Die Vorsitzende Richterin Regina Holstein fragte ihn, warum er davon „einen Schock fürs Leben“ bekommen habe. Schließlich sei er anderes gewöhnt – er sei 18 Monate von Kopfgeldjägern in der Sahara gefangen gehalten worden und habe eine Bootsfahrt übers Mittelmeer überlebt. Die Antwort des Somaliers war eindeutig: „Schwul ist für mich schlimmer als die Bootsfahrt oder die Entführung in der Sahara.“ Schwulsein sei „der Weltuntergang“ für ihn. So etwas gebe es in Somalia nicht. „Wenn in Somalia jemand schwul ist, dann ist er einen Kopf kürzer. So was kann man nicht sein.“ Über seinen ehemaligen Spezl mutmaßt er, dass dieser „die Krankheit vielleicht in Europa bekommen hat“.

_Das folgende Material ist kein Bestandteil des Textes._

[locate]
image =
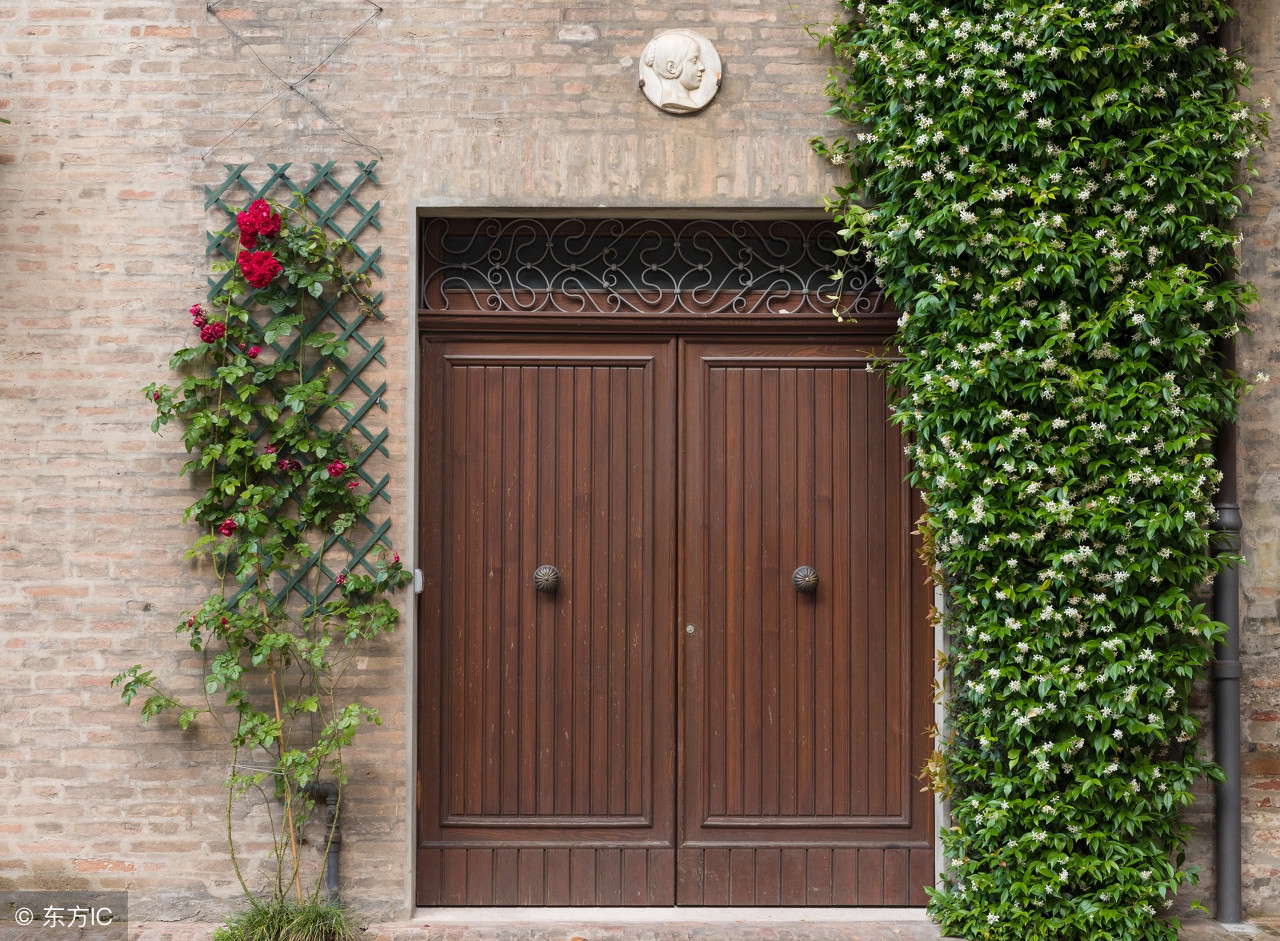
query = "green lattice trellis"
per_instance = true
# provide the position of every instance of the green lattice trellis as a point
(327, 199)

Nach den angeblichen Annäherungen soll die Stimmung getrübt gewesen sein. Der andere habe ihm das Ladekabel aus der Wand gerissen, und es sei öfter zu Schlägereien gekommen, bei denen der 20-Jährige als der Schwächere unterlegen sei. Am Tattag eskalierte die Situation. Sie seien gemeinsam im Wohnzimmer gesessen, berichtete der Angeklagte. Dort habe der andere Mann zu ihm gesagt, warum er seine dreckigen Schuhe im Wohnzimmer anhabe, außerdem habe er seine Mutter beleidigt. „Er war unverschämt.“

„Irgendwann habe ich einen Kurzschluss bekommen und habe ihn mit dem Messer attackiert“, gibt der 20-Jährige zu. Er habe ihn aber nur am Arm getroffen. Wenn er ihn hätte umbringen wollen, dann hätte er zugestochen, er habe aber nicht zugestochen. Diese Verletzung habe sich sein Kontrahent selbst zugefügt, vielleicht im Gerangel. „Ich wollte niemanden umbringen. Ich bin kein Mörder.“ Er sei wütend auf „den Herrn“, der das vorgelesen habe, sagte er – und meinte damit den Staatsanwalt.

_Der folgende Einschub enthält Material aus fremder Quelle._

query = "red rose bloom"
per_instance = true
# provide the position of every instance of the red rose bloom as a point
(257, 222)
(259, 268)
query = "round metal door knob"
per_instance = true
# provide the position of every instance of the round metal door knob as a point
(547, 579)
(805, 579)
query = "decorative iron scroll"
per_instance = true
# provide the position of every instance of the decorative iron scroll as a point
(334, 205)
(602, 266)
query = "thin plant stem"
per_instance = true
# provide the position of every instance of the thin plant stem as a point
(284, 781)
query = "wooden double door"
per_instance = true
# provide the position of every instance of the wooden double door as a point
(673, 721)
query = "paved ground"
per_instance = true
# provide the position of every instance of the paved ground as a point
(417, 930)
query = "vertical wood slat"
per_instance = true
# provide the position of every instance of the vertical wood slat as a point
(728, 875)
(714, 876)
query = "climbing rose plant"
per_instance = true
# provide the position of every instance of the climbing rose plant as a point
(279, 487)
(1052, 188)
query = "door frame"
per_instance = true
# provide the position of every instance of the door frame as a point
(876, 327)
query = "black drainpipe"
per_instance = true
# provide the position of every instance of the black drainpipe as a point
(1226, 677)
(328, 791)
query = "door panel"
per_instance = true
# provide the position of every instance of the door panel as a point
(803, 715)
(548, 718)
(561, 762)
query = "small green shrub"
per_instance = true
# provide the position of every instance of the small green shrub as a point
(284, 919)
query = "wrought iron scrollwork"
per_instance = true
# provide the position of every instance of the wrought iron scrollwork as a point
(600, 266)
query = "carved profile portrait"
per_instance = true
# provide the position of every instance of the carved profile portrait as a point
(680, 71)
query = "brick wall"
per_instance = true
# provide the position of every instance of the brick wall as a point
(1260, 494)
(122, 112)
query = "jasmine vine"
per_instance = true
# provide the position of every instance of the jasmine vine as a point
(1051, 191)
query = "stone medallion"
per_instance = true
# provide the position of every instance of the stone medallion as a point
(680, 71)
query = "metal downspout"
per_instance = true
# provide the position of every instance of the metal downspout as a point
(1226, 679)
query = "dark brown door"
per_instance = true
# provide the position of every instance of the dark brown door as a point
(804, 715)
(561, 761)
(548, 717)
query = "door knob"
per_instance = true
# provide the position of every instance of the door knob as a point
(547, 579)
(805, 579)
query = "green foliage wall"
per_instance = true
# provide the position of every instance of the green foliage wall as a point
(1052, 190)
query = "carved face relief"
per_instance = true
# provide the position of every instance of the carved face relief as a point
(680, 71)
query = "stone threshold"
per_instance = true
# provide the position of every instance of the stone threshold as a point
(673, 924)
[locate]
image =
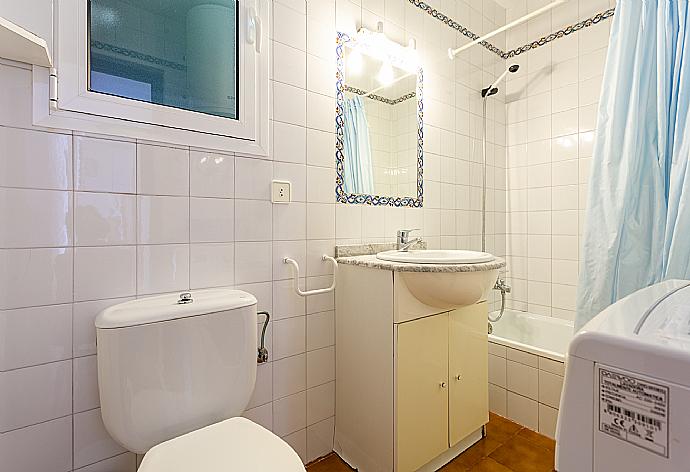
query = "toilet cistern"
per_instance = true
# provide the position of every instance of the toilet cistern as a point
(403, 241)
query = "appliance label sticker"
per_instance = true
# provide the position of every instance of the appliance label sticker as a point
(634, 410)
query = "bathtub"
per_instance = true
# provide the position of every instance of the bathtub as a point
(526, 368)
(544, 336)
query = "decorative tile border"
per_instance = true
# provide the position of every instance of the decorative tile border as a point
(517, 51)
(601, 16)
(455, 25)
(379, 98)
(351, 250)
(366, 199)
(137, 55)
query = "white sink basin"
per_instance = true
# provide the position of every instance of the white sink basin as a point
(448, 287)
(433, 256)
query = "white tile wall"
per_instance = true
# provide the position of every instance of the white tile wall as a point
(107, 219)
(551, 109)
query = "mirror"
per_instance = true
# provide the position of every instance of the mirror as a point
(379, 121)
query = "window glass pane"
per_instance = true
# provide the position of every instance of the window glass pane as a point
(179, 53)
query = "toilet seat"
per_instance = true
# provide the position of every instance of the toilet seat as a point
(236, 444)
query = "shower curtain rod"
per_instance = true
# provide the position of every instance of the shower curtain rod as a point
(454, 52)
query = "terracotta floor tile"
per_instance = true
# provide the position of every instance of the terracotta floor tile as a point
(330, 463)
(538, 439)
(474, 454)
(501, 429)
(508, 447)
(521, 455)
(489, 465)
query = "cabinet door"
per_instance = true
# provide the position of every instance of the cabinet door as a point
(421, 398)
(468, 371)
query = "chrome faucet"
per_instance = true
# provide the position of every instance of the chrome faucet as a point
(403, 242)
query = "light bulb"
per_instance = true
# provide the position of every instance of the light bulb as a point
(386, 74)
(354, 63)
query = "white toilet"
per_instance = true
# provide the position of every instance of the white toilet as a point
(174, 372)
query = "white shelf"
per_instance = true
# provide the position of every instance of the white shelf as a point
(21, 45)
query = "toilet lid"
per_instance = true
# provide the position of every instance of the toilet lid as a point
(236, 444)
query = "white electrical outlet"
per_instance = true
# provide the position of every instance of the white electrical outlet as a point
(281, 191)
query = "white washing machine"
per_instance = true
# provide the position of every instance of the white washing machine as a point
(626, 395)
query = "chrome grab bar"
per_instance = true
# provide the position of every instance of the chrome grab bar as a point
(295, 277)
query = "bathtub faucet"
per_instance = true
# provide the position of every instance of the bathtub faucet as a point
(404, 243)
(502, 286)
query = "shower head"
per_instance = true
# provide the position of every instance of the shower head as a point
(492, 89)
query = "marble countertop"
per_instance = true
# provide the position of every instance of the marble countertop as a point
(372, 262)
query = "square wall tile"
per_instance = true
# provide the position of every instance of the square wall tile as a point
(83, 317)
(211, 220)
(22, 394)
(162, 170)
(211, 265)
(35, 159)
(253, 220)
(33, 277)
(104, 272)
(497, 370)
(104, 165)
(86, 396)
(91, 441)
(320, 330)
(289, 337)
(290, 414)
(547, 421)
(32, 336)
(253, 262)
(320, 403)
(211, 175)
(320, 439)
(522, 379)
(163, 220)
(104, 219)
(523, 410)
(262, 415)
(289, 376)
(19, 452)
(35, 218)
(320, 366)
(253, 178)
(162, 268)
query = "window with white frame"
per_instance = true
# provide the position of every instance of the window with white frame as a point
(192, 72)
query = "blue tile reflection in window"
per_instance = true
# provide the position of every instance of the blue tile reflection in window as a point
(178, 53)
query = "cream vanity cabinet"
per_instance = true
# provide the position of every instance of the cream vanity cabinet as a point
(412, 380)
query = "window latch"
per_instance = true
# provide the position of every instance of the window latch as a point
(254, 29)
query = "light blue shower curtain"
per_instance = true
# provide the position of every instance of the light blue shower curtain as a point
(358, 166)
(637, 228)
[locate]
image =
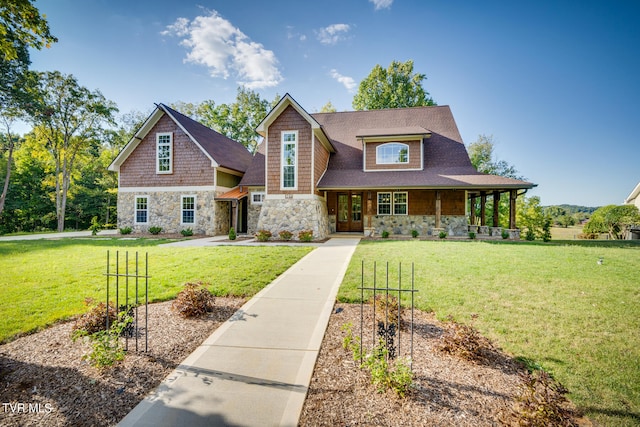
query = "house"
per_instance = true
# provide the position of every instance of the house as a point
(394, 170)
(171, 173)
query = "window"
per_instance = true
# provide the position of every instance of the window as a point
(257, 198)
(392, 153)
(289, 159)
(393, 203)
(188, 210)
(164, 153)
(142, 210)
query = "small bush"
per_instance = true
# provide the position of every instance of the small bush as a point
(285, 235)
(542, 402)
(463, 340)
(94, 320)
(194, 300)
(263, 235)
(305, 235)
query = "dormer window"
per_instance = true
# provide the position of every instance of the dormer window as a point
(392, 153)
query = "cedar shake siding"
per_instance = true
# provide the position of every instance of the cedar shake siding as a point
(190, 166)
(289, 120)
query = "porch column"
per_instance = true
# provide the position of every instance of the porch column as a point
(438, 209)
(483, 208)
(513, 195)
(496, 208)
(472, 211)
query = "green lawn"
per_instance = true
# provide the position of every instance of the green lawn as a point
(44, 281)
(552, 304)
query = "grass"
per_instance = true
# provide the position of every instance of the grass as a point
(45, 281)
(549, 304)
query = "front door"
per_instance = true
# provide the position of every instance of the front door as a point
(349, 212)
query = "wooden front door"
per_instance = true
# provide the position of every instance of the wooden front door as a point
(349, 212)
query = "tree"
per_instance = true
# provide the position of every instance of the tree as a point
(70, 117)
(613, 219)
(395, 87)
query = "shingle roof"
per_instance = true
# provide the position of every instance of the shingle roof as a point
(224, 151)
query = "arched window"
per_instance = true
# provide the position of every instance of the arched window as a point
(392, 153)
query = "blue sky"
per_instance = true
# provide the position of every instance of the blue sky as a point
(555, 82)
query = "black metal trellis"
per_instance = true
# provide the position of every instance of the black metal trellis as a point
(134, 330)
(387, 331)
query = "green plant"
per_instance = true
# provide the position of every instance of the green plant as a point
(285, 235)
(194, 300)
(542, 402)
(305, 235)
(263, 235)
(95, 226)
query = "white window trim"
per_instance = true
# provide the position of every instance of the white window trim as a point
(158, 135)
(257, 193)
(295, 165)
(378, 160)
(195, 209)
(135, 209)
(392, 198)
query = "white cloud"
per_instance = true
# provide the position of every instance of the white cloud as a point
(382, 4)
(333, 33)
(348, 82)
(217, 44)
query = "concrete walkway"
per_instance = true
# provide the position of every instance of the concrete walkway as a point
(255, 369)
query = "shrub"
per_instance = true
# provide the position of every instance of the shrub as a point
(263, 235)
(285, 235)
(194, 300)
(542, 402)
(94, 320)
(305, 235)
(463, 340)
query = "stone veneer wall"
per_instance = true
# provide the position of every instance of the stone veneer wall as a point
(454, 225)
(294, 215)
(164, 211)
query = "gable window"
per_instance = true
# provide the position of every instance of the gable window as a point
(392, 153)
(142, 210)
(164, 153)
(393, 203)
(257, 198)
(188, 210)
(289, 159)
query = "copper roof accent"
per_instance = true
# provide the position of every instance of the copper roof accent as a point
(234, 194)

Der 20-Jährige war nach eigenen Angaben aus Somalia geflohen, weil die Familie seiner Freundin ihm nach dem Leben trachtete. Er habe nämlich als Mitglied der untersten Kaste eine Beziehung mit einem Mädchen aus einer höheren Kaste angefangen. Das habe deren Familie gegen ihn aufgebracht. Das Ziel seiner Flucht: Deutschland. Er habe sich im Sudan mit anderen Flüchtlingen unterhalten: „Die sagten mir, Deutschland wäre das beste Land. Sie würden die Flüchtlinge aufnehmen.“ Der Prozess dauert an.